Aroko and his friend returned.
"Is he OK?" I asked, relieved.
"The boy is dead," Aroko said.
- - - - - - - - - - - - - - - - - - - - -
"You were in an extraordinary situation," my friend Colin said, eight months later, back home. He sat on the couch in my mother's Berkeley apartment, tracing with his fingertip the edges of a photo of Aroko's mother smilingly gutting a fish. "You're not brought up in a place where things like that happen. Besides, what could you have done?"
This is what plays in my mind:
A 7- or 8-year-old boy (or 6?) walks into a dark cement
irrigation tunnel with water up to his neck, holding a fishing net, slips and
is unable to regain his balance, clutching at the cement walls, slippery with
algae, trying to scream, water filling his lungs as he gasps, his heart
pounding, and his friends sitting on the grass eating groundnuts and swinging
a rope strung with fish and eels, the day's catch, as 20 minutes go by, 30, an hour, and they start to wonder, "Where
is Azureh? He's been a long time." They call "Azureh? Azureh!" They wade
in and try to peer into the tunnel, calling his name into the hollow echoey
place. No response and they're afraid to
enter -- they try throwing in a rope, they talk some more, call his name.

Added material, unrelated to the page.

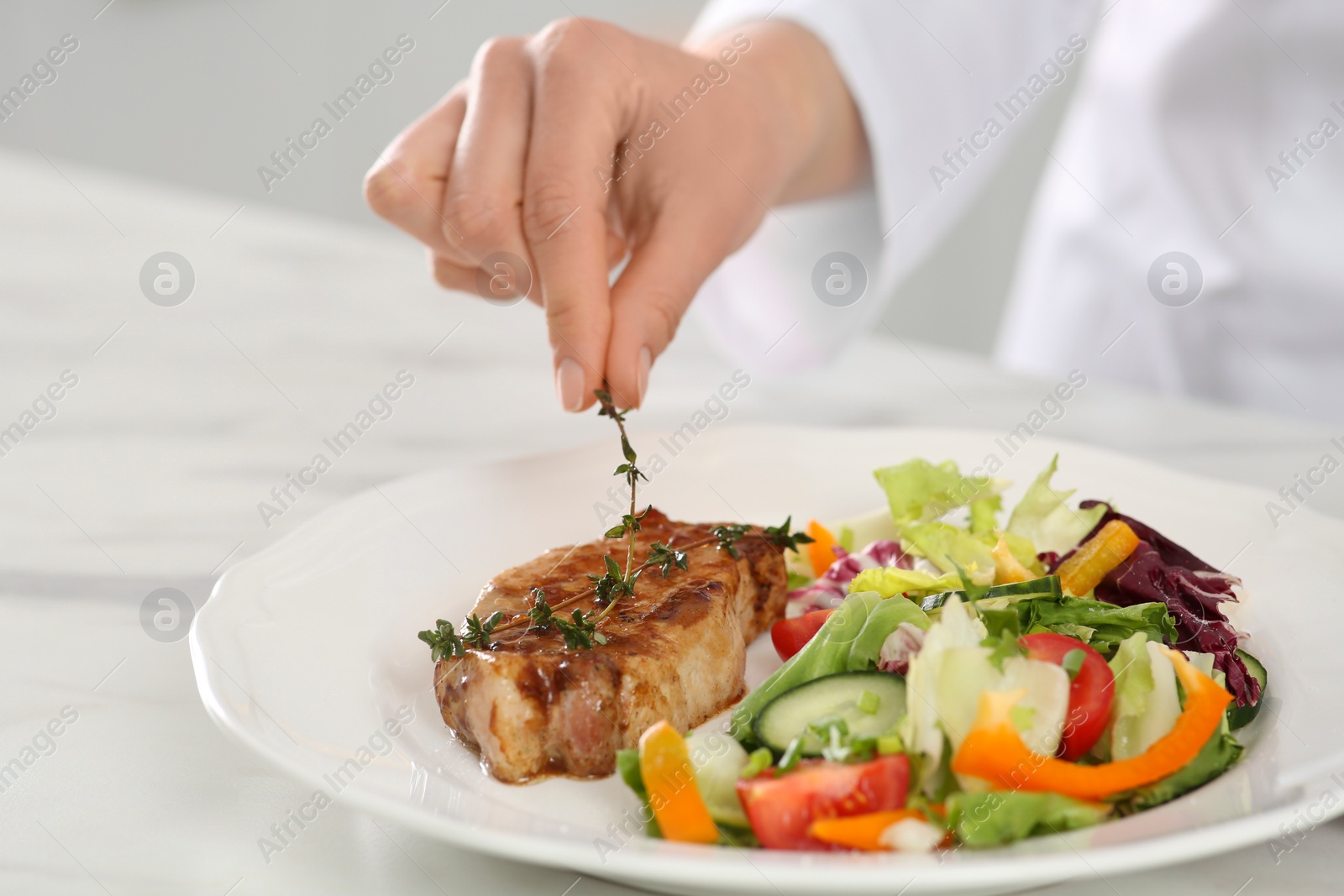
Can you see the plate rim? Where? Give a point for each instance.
(652, 862)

Finally one runs for help.
- - - - - - - - - - - - - - - - - - - -
-
"You're not used to that kind of heat," said my mother, closing the
refrigerator door. "And you shouldn't do CPR if you're not trained."

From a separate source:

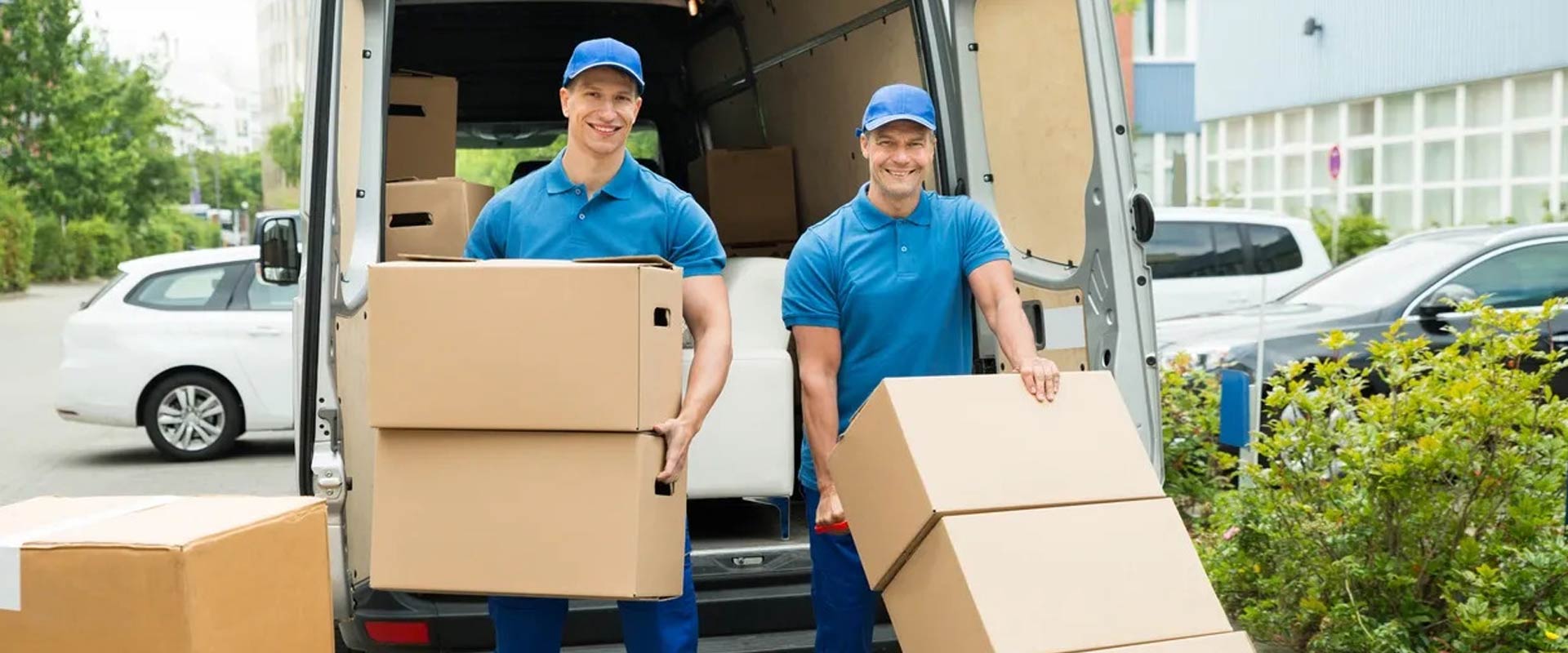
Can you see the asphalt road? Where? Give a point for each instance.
(42, 455)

- - - - - - - - - - - - - - - - - - - -
-
This time I rise and follow Aroko down that path -- one foot in
front of the
other, the high dry grass scratching my calves, my legs heavy in the heat,
taking hat and sunglasses off, wiping away sweat, putting them back on. We
follow the voices, come out to the spot where people stand on either side of
the canal peering into the tunnel. Above them on a bridge, where a
wheel, secured by a heavy iron chain, controls the dam, people pound
against the chain with a rock, trying to break it so the wheel can turn to
lift the cement gate; the water from the reservoir rushes through and carries
the body of a 6- or 7-year-old boy out of that dark stone tunnel into air
and light and waiting people of all ages standing on the bank shouting and
gesticulating as if these things could bring him back.
- - - - - - - - - - - - - - - - - - - -
-
"There would've been choices at every step," Colin said. "If you'd
followed,
then you would've had to decide whether or not to dive in. Then whether or
not to interfere. To try procedures you're not sure how to use."

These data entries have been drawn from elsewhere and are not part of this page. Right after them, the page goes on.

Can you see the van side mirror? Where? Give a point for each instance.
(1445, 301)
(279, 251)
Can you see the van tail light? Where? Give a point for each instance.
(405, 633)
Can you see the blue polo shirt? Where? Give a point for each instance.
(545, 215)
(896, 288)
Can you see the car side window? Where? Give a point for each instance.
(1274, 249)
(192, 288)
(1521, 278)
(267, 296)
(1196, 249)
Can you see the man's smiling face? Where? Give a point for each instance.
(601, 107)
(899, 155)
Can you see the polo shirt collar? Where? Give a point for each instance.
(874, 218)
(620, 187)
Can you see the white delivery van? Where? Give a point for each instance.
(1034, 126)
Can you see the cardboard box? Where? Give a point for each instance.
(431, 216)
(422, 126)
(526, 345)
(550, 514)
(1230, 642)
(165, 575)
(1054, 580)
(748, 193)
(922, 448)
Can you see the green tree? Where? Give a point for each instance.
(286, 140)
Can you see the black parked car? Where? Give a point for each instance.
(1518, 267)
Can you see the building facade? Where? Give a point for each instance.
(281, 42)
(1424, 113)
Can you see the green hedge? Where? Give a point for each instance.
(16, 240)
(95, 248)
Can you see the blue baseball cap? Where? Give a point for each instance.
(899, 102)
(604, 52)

"If he was in all that time, he would've been long dead when you
arrived,"
said my mother.
- - - - - - - - - - - - - - - - - - - -
-
As we see the body emerge, carried on the swell of water, Katie and
I push
our way through the crowd, "Is there a heartbeat?" "Try mouth-to-mouth" -- "Oh
God, did you check for vomit?" "Is his chest rising?" If only I had that book!
Fear of raising false expectations, disapproval of touching the
dead, chill
of putting your lips against his cold ones, wondering if there are amoebas in the water and knowing it's useless, he's been in so long; what makes you think you can -- but you've got to try, because what would you be if you didn't try? Trying
more for you than for him, and if that's true, who the hell are you to
practice your peculiar cultural rites on the body of this boy?
- - - - - - - - - - - - - - - - - - - -
-
Here is what happened after Aroko said, "The boy is dead":
We changed locations. We were sitting beside a chain-link fence,
under a
tree. Two men were talking, a few feet away, sharing an orange. A repeated
phrase of English jumped out of the Frafra conversation: destiny to die in
water, destined to die in water.
Aroko pointed to a boy across the street, his big belly sticking out above brown shorts, skinny legs, to one of the neighborhood boys who smiled shyly and said
softly, "Namba," as he passed the compound every afternoon, carrying water or a
bunch of groundnuts or a string of fish. Aroko said, "The boy was like this."
An orange peel hit Aroko's arm. He looked up.
"Eh!" called the man. "Azureh was tall. He was never like this boy."